То ли до принца дошли странные слухи о поведении Элеоноры, то ли удовольствие, доставляемое обществом красивых юношей, было ему дороже, чем близость красивой молодой женщины, но только новобрачные не выглядели счастливыми и жили каждый своей жизнью. Элеонора Толедская была молода и прекрасна, в ней текла испанская кровь, которая загорается огнем в женщине даже у подножия алтаря, муж пренебрегал ею, — и она полюбила одного молодого человека по имени Алессандро, сына флорентийского капитана Франческо Гачи. Но эта любовь не имела продолжения. Узнав, что мужу той, которую он любил, стало известно об их взаимном чувстве и прекрасная Элеонора может пострадать, он удалился в монастырь и похоронил свою любовь или, по крайней мере, скрыл ее под власяницей. Он молился за Элеонору, а Элеонора забыла его.

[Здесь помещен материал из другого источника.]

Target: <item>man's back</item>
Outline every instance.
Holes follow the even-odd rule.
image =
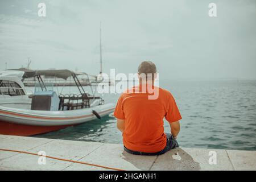
[[[156,89],[159,94],[155,100],[148,99],[150,94],[142,93],[141,85],[123,93],[118,100],[114,115],[125,120],[123,142],[130,150],[144,152],[163,150],[166,145],[164,117],[170,122],[181,119],[170,92]]]

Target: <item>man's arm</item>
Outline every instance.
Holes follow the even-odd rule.
[[[125,120],[117,119],[117,127],[121,132],[123,133],[125,130]]]
[[[171,127],[171,133],[174,138],[176,138],[180,130],[180,121],[170,122],[170,126]]]

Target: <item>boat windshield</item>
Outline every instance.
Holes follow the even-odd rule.
[[[16,82],[0,80],[0,94],[10,96],[24,96],[25,92],[22,87]]]

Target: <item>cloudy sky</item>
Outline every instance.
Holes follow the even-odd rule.
[[[38,5],[46,5],[46,17]],[[208,5],[217,5],[217,17]],[[0,69],[134,73],[155,63],[160,78],[256,79],[256,1],[0,0]]]

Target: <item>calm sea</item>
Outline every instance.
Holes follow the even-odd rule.
[[[162,80],[159,86],[171,91],[182,115],[178,136],[181,147],[256,150],[256,81]],[[73,87],[55,89],[65,93],[77,92]],[[106,102],[115,103],[119,94],[102,97]],[[166,121],[164,126],[170,132]],[[112,114],[36,136],[122,143]]]

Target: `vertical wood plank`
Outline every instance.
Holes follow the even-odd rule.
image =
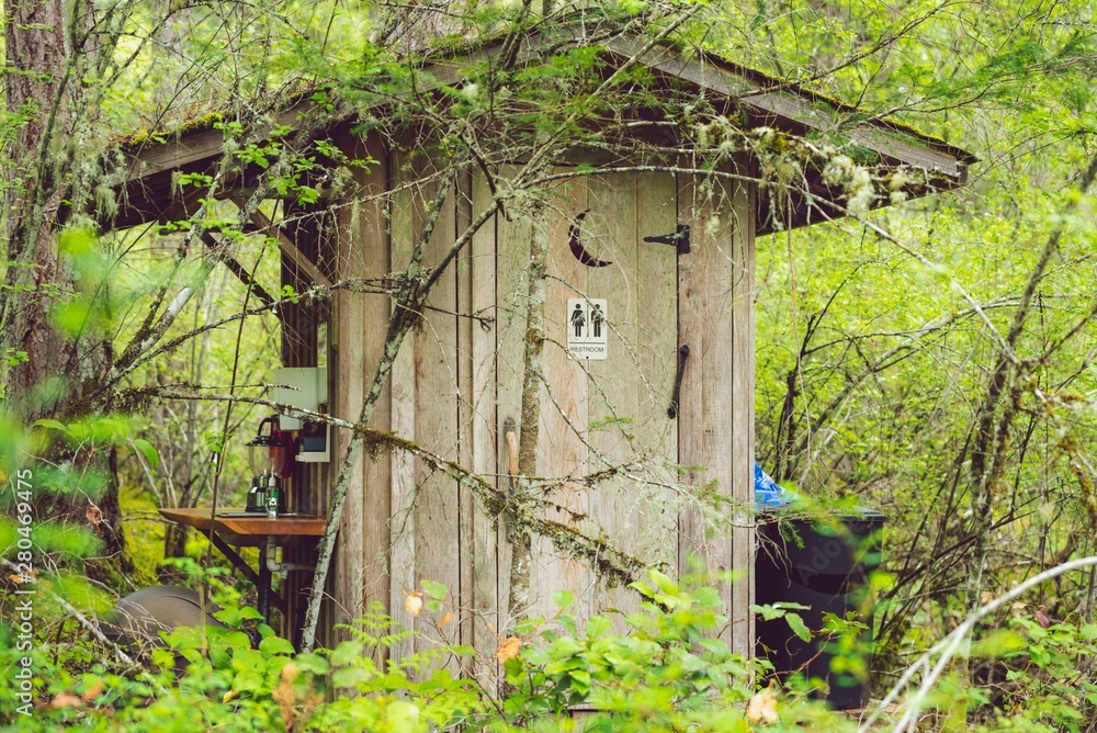
[[[484,173],[472,178],[472,215],[487,208],[491,191]],[[468,348],[472,371],[472,404],[468,432],[472,447],[472,470],[496,488],[506,485],[506,477],[496,463],[496,336],[502,309],[496,293],[496,221],[493,218],[473,235],[468,258],[472,313],[491,318],[486,325],[472,324]],[[472,594],[471,608],[474,610],[473,638],[468,642],[485,659],[494,659],[496,636],[493,629],[500,627],[499,619],[499,537],[498,517],[488,516],[478,501],[472,503]],[[488,683],[494,664],[476,669],[482,681]]]
[[[749,173],[745,156],[736,158],[736,171]],[[733,380],[732,424],[732,496],[736,507],[732,527],[732,557],[738,580],[732,589],[732,651],[751,656],[755,645],[754,613],[754,560],[756,552],[754,520],[754,460],[755,460],[755,211],[754,184],[740,184],[732,200],[734,216],[733,273],[732,273],[732,360]]]
[[[679,218],[692,233],[692,252],[678,260],[679,340],[690,346],[679,410],[679,462],[691,470],[687,482],[700,490],[716,482],[721,496],[736,496],[734,283],[736,267],[734,192],[720,181],[679,176]],[[688,571],[691,555],[713,573],[735,567],[732,551],[732,509],[722,505],[715,527],[709,527],[694,507],[680,518],[679,563]],[[710,531],[712,530],[712,531]],[[722,586],[724,611],[737,610],[734,586]],[[733,619],[734,620],[734,619]],[[726,641],[742,646],[739,627],[730,627]]]
[[[533,234],[548,237],[551,275],[545,289],[547,340],[543,359],[538,473],[556,484],[546,498],[558,508],[547,509],[545,518],[581,528],[577,518],[588,514],[588,493],[581,484],[563,480],[584,476],[587,472],[587,375],[583,365],[570,359],[565,349],[569,327],[567,300],[579,296],[587,289],[587,268],[572,256],[568,248],[572,223],[589,208],[587,182],[581,178],[573,179],[562,184],[558,191],[561,198],[553,200],[543,219],[534,224],[546,227],[546,230]],[[575,596],[573,612],[579,618],[587,618],[595,593],[587,566],[565,556],[543,538],[534,541],[534,555],[530,578],[531,614],[551,614],[555,610],[553,591],[567,590]]]
[[[394,271],[405,271],[415,246],[412,223],[414,194],[404,185],[415,174],[406,156],[391,154],[391,171],[395,193],[389,221],[391,251]],[[389,316],[386,316],[386,322]],[[415,343],[408,339],[393,363],[392,372],[392,430],[393,435],[410,440],[416,436],[415,413]],[[415,577],[416,517],[415,517],[415,463],[407,453],[391,453],[392,517],[389,533],[389,614],[404,629],[414,629],[416,619],[404,608],[408,593],[418,590]],[[414,651],[410,640],[394,644],[393,659]]]
[[[362,157],[365,147],[354,140],[353,155]],[[355,172],[355,183],[361,187],[367,183],[364,171]],[[355,191],[352,195],[358,195]],[[339,210],[336,232],[336,273],[342,280],[347,278],[365,277],[366,238],[365,232],[355,219],[361,216],[361,199],[357,198],[350,206]],[[365,312],[365,295],[347,290],[335,294],[333,327],[336,335],[335,414],[344,420],[354,421],[361,411],[364,396],[363,373],[365,371],[362,350],[362,331]],[[337,465],[342,465],[350,447],[351,433],[348,430],[332,431],[333,451],[331,456]],[[364,463],[364,461],[363,461]],[[335,622],[350,623],[362,610],[362,559],[365,554],[365,532],[363,526],[364,503],[364,467],[360,464],[351,475],[347,489],[347,500],[343,505],[342,520],[339,525],[339,544],[335,556],[335,573],[332,591],[335,596]],[[336,633],[337,640],[347,638],[347,632]]]
[[[382,278],[392,269],[388,236],[389,171],[388,150],[378,135],[366,139],[365,153],[376,162],[365,172],[361,182],[361,204],[357,228],[363,234],[365,251],[364,277]],[[385,329],[392,305],[385,295],[365,295],[360,326],[364,371],[357,375],[363,390],[369,388],[384,356]],[[361,407],[361,406],[359,406]],[[385,432],[392,428],[392,382],[381,392],[370,426]],[[363,517],[362,517],[362,604],[369,608],[380,602],[389,606],[389,518],[392,517],[392,460],[387,455],[363,458]]]
[[[640,359],[640,282],[637,271],[636,174],[613,173],[587,179],[587,205],[580,237],[584,248],[606,267],[586,268],[587,287],[581,295],[607,301],[607,358],[581,360],[587,372],[586,401],[591,426],[587,466],[591,472],[613,469],[641,458],[635,428],[651,416],[637,413],[642,364]],[[572,295],[575,297],[575,295]],[[669,305],[666,306],[670,311]],[[656,418],[657,419],[657,418]],[[634,471],[633,473],[638,473]],[[641,487],[624,477],[599,482],[587,489],[591,537],[606,537],[614,550],[641,555],[653,527],[641,519],[645,497]],[[657,533],[657,532],[656,532]],[[664,538],[661,538],[665,540]],[[645,557],[646,560],[646,557]],[[595,585],[592,612],[603,608],[630,611],[638,608],[635,593],[626,588],[602,589]],[[620,618],[620,617],[618,617]],[[623,629],[622,629],[623,630]]]
[[[500,167],[499,174],[504,179],[513,176],[516,168]],[[527,293],[529,292],[525,268],[530,261],[530,243],[533,228],[529,219],[513,217],[496,217],[496,456],[500,474],[506,473],[508,463],[507,443],[502,436],[502,427],[507,418],[517,424],[521,421],[522,413],[522,374],[527,319]],[[500,486],[509,490],[507,476],[500,476]],[[502,632],[509,623],[511,610],[510,598],[510,565],[512,546],[507,537],[504,521],[499,522],[496,532],[499,546],[498,599],[499,622],[496,629]]]
[[[472,173],[462,171],[456,184],[454,238],[460,237],[472,223],[473,179]],[[472,467],[475,462],[473,424],[476,421],[473,362],[473,246],[465,246],[454,263],[456,268],[456,361],[457,361],[457,450],[461,465]],[[474,469],[473,469],[474,470]],[[475,598],[475,511],[476,497],[472,489],[461,485],[457,490],[457,568],[460,572],[457,600],[457,635],[454,641],[473,644]],[[443,633],[449,630],[443,630]],[[472,662],[465,661],[464,674],[472,673]]]
[[[431,172],[428,169],[422,174]],[[416,239],[425,229],[436,196],[445,196],[423,257],[429,268],[453,244],[455,195],[452,189],[442,190],[432,181],[417,188],[411,210]],[[423,326],[409,335],[415,343],[415,440],[450,460],[459,458],[456,285],[456,268],[451,266],[428,295],[427,306],[431,309],[423,314]],[[461,597],[457,482],[416,460],[415,492],[415,580],[417,586],[422,580],[443,584],[449,591],[448,608],[453,608]],[[432,623],[432,614],[420,616],[416,628],[423,633],[417,640],[417,651],[434,649],[440,632]],[[452,665],[451,672],[457,670]]]

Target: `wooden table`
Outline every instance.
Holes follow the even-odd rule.
[[[267,563],[267,551],[295,540],[307,540],[324,534],[327,520],[321,517],[283,515],[268,519],[262,514],[246,514],[242,508],[218,509],[216,518],[210,516],[210,507],[178,507],[159,510],[165,519],[177,525],[193,527],[210,534],[215,548],[228,557],[245,576],[255,584],[259,593],[259,612],[270,621],[270,604],[285,611],[285,601],[271,588],[271,570]],[[259,572],[251,570],[242,557],[229,545],[259,546]]]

Тот, кто заставил ее забыть бедного Алессандро, став его преемником, был молодой рыцарь ордена Святого Стефана. Он отнюдь не отличался такой же скромностью, как Алессандро, а потому вся Флоренция скоро узнала, что он пользуется взаимностью. Вероятно, скорее по этой причине, а не за убийство Франческо Джинори, которого он сразил в поединке, состоявшемся между Палаццо Строцци и Порта Росса, его сослали на остров Эльба. Но ссылка не убила любовь: не имея возможности видеться, влюбленные обменивались письмами. Одно из писем попало в руки наследного принца Франческо, которого герцог Козимо еще при своей жизни приобщил к делам правления. Молодого рыцаря тайно доставили с острова Эльба в тюрьму Барджелло. Той же ночью к нему в камеру вошли священник и палач; когда узник исповедался, палач удавил его. На следующий день Франческо сам сообщил невестке о казни ее любовника.